Page 13
T HE HALLWAY’S CARPET RIPPLED LIKE A TONGUE, SALIVATING FOR Kidan to step forward, and were those… eyes staring at her? Her pulse jumped to her throat, and she grabbed her door, ready to shut it, when the cry came again. Someone in agonizing pain.
Kidan gritted her teeth and stepped into the dark, her skin prickling at once. Unsettling warm breath fanned her neck, raising hair along her back. Her body jerked. She knew this monster. After her parents died, it’d visited her night after night until Mama Anoet slayed the beast. How had it found her again? She whirled around, and the foul breath vanished.
“Who’s there?” she shouted.
Only her voice echoed down the hall.
“Get a grip,” she muttered to herself.
The pained shout came again, and this time it was a man in torture, suppressing grunts. Kidan descended the stairs, following the sound to a room she’d explored and dismissed because it featured nothing but draped furniture pushed aside. What distinguished it was that it branched out from the main house, and it had a domed glass ceiling. Kidan guessed it served as an observatory.
At this hour, the moon was at its highest point, washing the entire space in a deep ocean glow.
A shadowed figure was on its knees. Susenyos, bare chested, mouth agape in a silent scream. He stared at the night stars with fogged pupils. Kidan stepped forward, eyes widening.
What the hell…
“No.” Etete appeared out of nowhere, making Kidan flinch. “Don’t go in there.”
Kidan clutched at her pounding heart. The woman hurried to drape Susenyos with the blanket she’d brought and helped him to the hallway.
“I’ll get some water,” she said, and disappeared around the corner.
Sweat dotted Susenyos’s forehead, and his shoulders shook as he checked his watch. When he realized Kidan was there, he went still. His eyes returned to themselves, burning like night fire.
“Did you come into the room?” he demanded.
She crossed her arms, still confused about what was happening. “What if I did?”

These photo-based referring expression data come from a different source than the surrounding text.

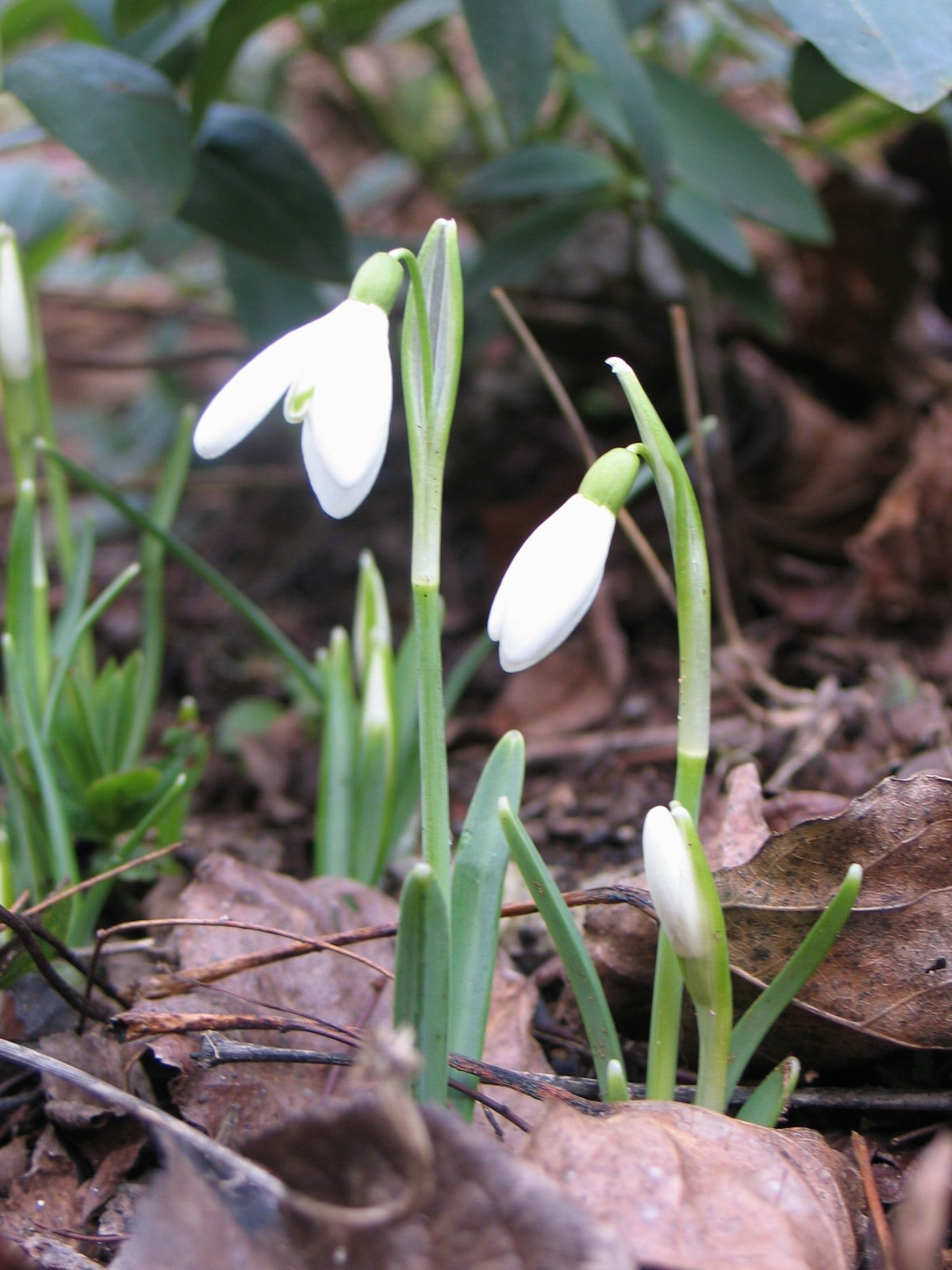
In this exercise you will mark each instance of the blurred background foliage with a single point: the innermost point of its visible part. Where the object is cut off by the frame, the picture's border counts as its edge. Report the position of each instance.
(696, 125)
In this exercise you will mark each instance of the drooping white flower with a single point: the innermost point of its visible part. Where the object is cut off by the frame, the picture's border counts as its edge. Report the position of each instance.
(336, 381)
(18, 355)
(556, 573)
(674, 886)
(550, 584)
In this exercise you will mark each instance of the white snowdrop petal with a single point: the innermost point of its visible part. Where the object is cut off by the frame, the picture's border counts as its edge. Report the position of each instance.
(240, 406)
(338, 501)
(353, 393)
(551, 583)
(17, 352)
(673, 884)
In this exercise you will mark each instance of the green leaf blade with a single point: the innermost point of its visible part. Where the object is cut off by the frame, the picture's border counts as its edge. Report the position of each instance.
(257, 190)
(516, 44)
(116, 114)
(900, 51)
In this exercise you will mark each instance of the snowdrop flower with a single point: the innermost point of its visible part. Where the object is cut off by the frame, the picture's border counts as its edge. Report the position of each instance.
(336, 381)
(554, 578)
(18, 352)
(674, 886)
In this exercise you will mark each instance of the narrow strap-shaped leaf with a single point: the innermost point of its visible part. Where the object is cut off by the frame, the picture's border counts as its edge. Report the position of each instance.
(476, 895)
(76, 591)
(73, 635)
(570, 946)
(770, 1100)
(259, 622)
(336, 794)
(761, 1016)
(63, 854)
(165, 505)
(422, 981)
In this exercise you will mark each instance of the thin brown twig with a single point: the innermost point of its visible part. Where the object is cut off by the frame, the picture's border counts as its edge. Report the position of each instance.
(158, 362)
(861, 1153)
(173, 982)
(84, 1006)
(577, 427)
(228, 1164)
(165, 984)
(148, 859)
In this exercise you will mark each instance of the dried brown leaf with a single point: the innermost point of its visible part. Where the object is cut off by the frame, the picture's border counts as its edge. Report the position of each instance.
(687, 1189)
(886, 977)
(247, 1099)
(476, 1208)
(886, 981)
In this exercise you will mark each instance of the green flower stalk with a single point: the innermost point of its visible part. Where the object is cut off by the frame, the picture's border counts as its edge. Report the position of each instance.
(685, 533)
(556, 573)
(685, 901)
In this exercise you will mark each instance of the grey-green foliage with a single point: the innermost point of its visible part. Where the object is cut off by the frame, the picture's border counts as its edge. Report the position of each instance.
(598, 103)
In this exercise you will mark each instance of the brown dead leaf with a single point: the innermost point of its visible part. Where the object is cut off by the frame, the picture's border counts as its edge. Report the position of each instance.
(886, 977)
(905, 549)
(247, 1099)
(885, 983)
(475, 1208)
(689, 1189)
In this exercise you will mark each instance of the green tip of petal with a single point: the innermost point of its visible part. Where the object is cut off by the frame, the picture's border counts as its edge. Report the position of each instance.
(378, 281)
(608, 480)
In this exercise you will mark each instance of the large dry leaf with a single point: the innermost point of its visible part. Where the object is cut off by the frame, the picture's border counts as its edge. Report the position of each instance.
(687, 1189)
(888, 975)
(245, 1099)
(471, 1206)
(886, 981)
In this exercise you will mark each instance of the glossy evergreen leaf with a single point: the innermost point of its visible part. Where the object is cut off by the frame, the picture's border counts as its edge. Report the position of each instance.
(257, 190)
(116, 114)
(547, 168)
(516, 44)
(899, 50)
(520, 251)
(476, 895)
(724, 158)
(708, 225)
(598, 29)
(816, 87)
(232, 25)
(749, 292)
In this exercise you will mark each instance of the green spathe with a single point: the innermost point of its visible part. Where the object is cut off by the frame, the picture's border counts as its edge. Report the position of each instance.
(378, 281)
(608, 480)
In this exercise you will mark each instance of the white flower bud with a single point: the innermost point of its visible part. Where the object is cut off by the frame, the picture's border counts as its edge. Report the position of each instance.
(674, 886)
(550, 584)
(336, 379)
(18, 355)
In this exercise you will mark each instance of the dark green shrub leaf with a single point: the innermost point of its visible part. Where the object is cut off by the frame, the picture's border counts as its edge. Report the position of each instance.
(116, 114)
(816, 87)
(549, 168)
(518, 252)
(708, 225)
(720, 156)
(899, 50)
(598, 29)
(258, 190)
(232, 25)
(749, 292)
(516, 46)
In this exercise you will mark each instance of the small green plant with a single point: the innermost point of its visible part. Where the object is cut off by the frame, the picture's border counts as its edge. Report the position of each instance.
(384, 715)
(543, 597)
(80, 795)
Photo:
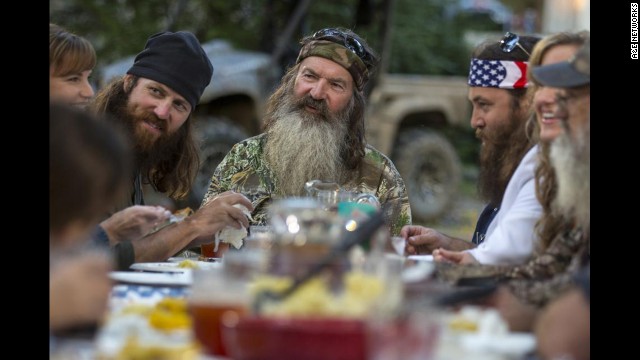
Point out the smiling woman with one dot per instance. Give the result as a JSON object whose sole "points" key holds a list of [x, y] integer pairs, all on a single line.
{"points": [[71, 61]]}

Susenyos moved toward her, the blanket dropping from his muscled shoulders. He placed his hands on either side of her head, trapping her. Kidan’s chest rose and fell in sync with Susenyos’s labored breathing.
“My bloodlust is uncontrollable in that room. If I find you in there”—he leaned into her neck and inhaled deeply, making her stiffen—“you will die.”
His scent was too sharp, summer rain and wet earth. Moonlight rippled across his contracting dark muscles, the power in them vast and threatening. Kidan grew aware of her vulnerability, her body’s softness. What chance did June have? June, who cried when a spider was killed. Kidan’s fingers danced in a pathetic rhythm. Susenyos glanced down and stepped back, satisfied he’d scared her.
She was just preparing to snap at him when… June materialized, honeyed eyes creased in a smile, standing behind him.
The ground fell away.
“June?” she squeaked.
Her sister’s image faded like a candle blown out.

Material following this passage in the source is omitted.